Price controls, however, may hurt foreign investments.

Fitch Solutions expects the incentives and support extended by the Malaysian government to its pharmaceutical industry could give the much-needed boost to the sector, although foreign investments may be limited with existing price controls still in place.

“Government incentives will continue to drive local investment in Malaysia’s pharmaceutical market in the near-term,” it said in a recent note.

On top of the existing tax perks attracting relocating companies and encouraging local production, Fitch lauded how the New Industrial Master Plan (NIMP) 2030 will further improve domestic manufacturing of active pharmaceutical ingredients (APIs), vaccines, and medicines.

 Source: Ministry of Health, NHA, BMI

Under the NIMP 2030 rolled out last month, the government is allocating MYR 8.2b (US$1.8b) to enhance the competitiveness of the country’s manufacturing sector across 21 industries, including the pharmaceutical sector.

The master plan, among other things, promotes research, development of innovative pharmaceuticals and medical devices, improved collaboration among organizations and global firms, as well as increased support in the workforce.
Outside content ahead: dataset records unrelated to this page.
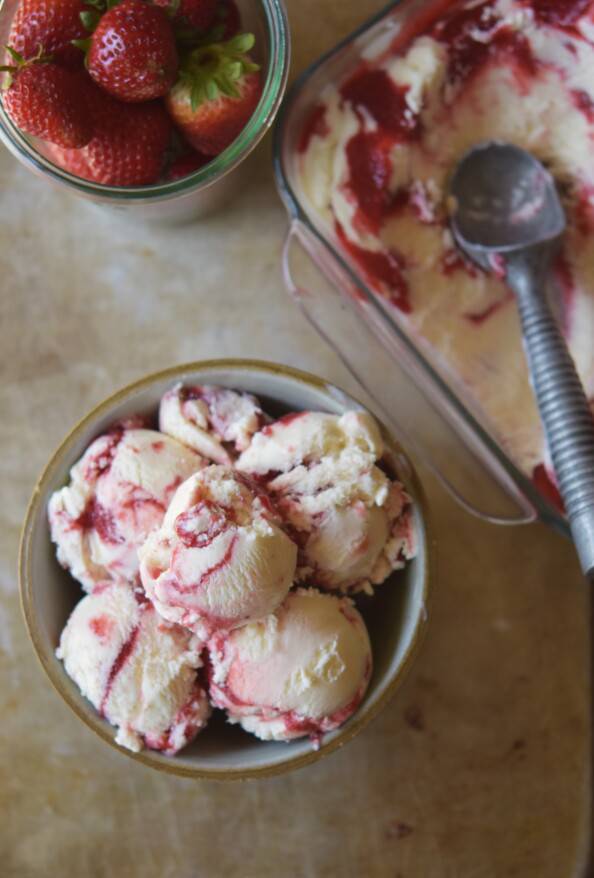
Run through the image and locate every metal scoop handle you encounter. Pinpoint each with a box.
[507,249,594,578]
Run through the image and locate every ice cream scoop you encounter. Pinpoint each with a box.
[139,465,297,639]
[159,382,266,465]
[48,427,205,591]
[208,588,372,741]
[56,582,210,755]
[237,411,416,591]
[451,141,594,576]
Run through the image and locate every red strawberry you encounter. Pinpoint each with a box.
[8,0,88,67]
[3,58,93,148]
[87,0,178,101]
[165,152,212,180]
[153,0,218,31]
[51,86,173,186]
[166,34,262,155]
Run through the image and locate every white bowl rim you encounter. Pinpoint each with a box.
[18,358,436,780]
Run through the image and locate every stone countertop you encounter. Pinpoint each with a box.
[0,0,589,878]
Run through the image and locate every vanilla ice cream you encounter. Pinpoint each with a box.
[56,581,210,755]
[48,428,204,591]
[159,383,266,465]
[208,589,372,742]
[237,411,416,591]
[299,0,594,502]
[139,465,297,638]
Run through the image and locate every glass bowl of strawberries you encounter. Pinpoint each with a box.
[0,0,289,221]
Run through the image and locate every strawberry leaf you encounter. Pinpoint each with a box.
[4,46,25,67]
[206,79,222,101]
[80,9,101,32]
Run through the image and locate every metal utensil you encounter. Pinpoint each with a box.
[450,141,594,578]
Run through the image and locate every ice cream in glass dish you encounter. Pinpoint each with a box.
[298,0,594,503]
[48,383,417,756]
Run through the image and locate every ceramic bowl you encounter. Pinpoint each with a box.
[19,360,433,779]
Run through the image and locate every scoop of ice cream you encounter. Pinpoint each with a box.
[139,465,297,638]
[299,0,594,488]
[208,589,372,741]
[159,383,266,465]
[237,412,416,591]
[237,412,383,475]
[56,582,210,754]
[48,429,204,591]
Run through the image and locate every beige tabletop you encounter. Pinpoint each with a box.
[0,0,589,878]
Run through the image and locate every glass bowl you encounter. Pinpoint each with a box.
[0,0,290,222]
[19,360,435,780]
[273,0,568,535]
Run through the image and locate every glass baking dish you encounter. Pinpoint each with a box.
[274,0,568,535]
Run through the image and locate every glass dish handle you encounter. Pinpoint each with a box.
[282,219,538,525]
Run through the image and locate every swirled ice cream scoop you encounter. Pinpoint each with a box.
[159,383,266,465]
[208,589,372,741]
[139,465,297,638]
[237,411,416,591]
[56,582,210,755]
[48,427,204,591]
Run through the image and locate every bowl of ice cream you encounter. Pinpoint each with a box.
[19,360,433,779]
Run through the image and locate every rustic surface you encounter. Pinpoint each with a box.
[0,0,588,878]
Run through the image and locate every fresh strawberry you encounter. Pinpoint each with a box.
[166,34,262,155]
[165,152,212,180]
[87,0,178,101]
[1,56,93,148]
[51,84,173,186]
[153,0,217,31]
[8,0,88,67]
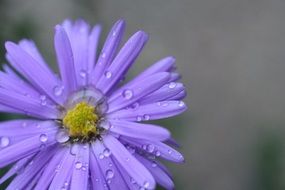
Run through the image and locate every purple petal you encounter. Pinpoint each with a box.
[108,72,169,113]
[90,148,108,190]
[93,141,128,189]
[107,101,187,121]
[5,42,63,104]
[103,135,155,189]
[88,25,101,74]
[139,82,185,104]
[7,147,54,190]
[0,121,57,167]
[34,148,66,190]
[90,20,125,85]
[54,25,77,92]
[136,154,174,190]
[70,144,90,190]
[96,31,148,94]
[0,89,60,119]
[49,147,75,189]
[106,120,170,141]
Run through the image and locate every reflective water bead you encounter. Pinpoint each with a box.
[40,134,48,143]
[168,82,176,88]
[123,89,133,100]
[104,71,112,79]
[53,86,63,96]
[75,161,82,169]
[0,137,10,147]
[106,169,114,179]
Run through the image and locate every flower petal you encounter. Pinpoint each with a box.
[70,144,90,190]
[107,101,187,121]
[54,25,77,93]
[5,42,63,104]
[90,20,125,85]
[96,31,148,94]
[108,72,169,113]
[92,141,128,189]
[106,120,170,141]
[0,89,60,119]
[103,135,155,189]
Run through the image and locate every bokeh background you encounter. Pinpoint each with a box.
[0,0,285,190]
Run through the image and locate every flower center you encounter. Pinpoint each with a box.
[63,101,99,139]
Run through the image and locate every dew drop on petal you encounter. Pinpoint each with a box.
[104,71,112,79]
[75,161,82,169]
[103,148,111,157]
[40,134,48,143]
[55,130,69,143]
[168,82,176,88]
[143,114,150,121]
[0,137,10,147]
[106,169,114,179]
[53,86,63,96]
[146,144,154,153]
[178,101,185,107]
[123,89,133,100]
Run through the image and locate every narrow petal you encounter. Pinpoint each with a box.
[49,147,75,189]
[7,147,54,190]
[5,42,63,105]
[87,25,102,72]
[92,141,128,189]
[90,148,108,190]
[0,89,59,119]
[107,101,186,121]
[106,120,170,141]
[54,25,77,93]
[121,137,184,163]
[96,31,148,94]
[34,148,66,190]
[108,72,169,113]
[70,144,90,190]
[90,20,125,85]
[139,82,185,104]
[0,121,57,167]
[103,135,155,189]
[135,154,174,190]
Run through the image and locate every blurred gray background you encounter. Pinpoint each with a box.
[0,0,285,190]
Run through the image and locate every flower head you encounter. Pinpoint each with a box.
[0,20,186,190]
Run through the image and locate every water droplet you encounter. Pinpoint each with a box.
[75,161,82,169]
[104,71,112,79]
[103,148,111,157]
[143,114,150,121]
[40,134,48,143]
[143,181,149,188]
[55,130,69,143]
[106,169,114,179]
[168,82,176,88]
[151,161,157,168]
[146,144,155,153]
[79,70,87,78]
[178,101,185,107]
[53,86,63,96]
[123,89,133,100]
[0,137,10,148]
[99,153,104,160]
[155,151,160,157]
[137,116,142,121]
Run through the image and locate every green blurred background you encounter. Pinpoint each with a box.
[0,0,285,190]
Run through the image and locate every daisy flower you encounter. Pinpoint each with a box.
[0,20,186,190]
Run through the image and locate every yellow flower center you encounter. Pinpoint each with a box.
[63,102,99,139]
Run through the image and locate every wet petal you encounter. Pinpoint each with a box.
[103,135,155,189]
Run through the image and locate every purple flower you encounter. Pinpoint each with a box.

It also pushes for a stronger regulatory framework and a wider export market for locally made pharmaceutical products.

“By capitalising on these strategies, we believe Malaysia can attract more investments and position itself as a regional leader in the pharmaceutical industry,” Fitch said.
The firm projected medicine sales in Malaysia to rise to MYR 15.5b (US$3.3b) by 2027 from MYR 11.2b ($2.5b) in 2022, which works out to a 6.7% compound annual growth rate.

READ MORE: Malaysia’s healthcare spending to see 7.7% rise in five years

Meanwhile, Fitch noted that existing price control measures that have been in place since May 2019 will continue to hurt profits of multinational drugmakers and may even deter foreign enterprise.

“It is our view that price controls will have a significant impact on innovative drugmaker profit margins in the country and this will potentially limit multinational investment,” it added.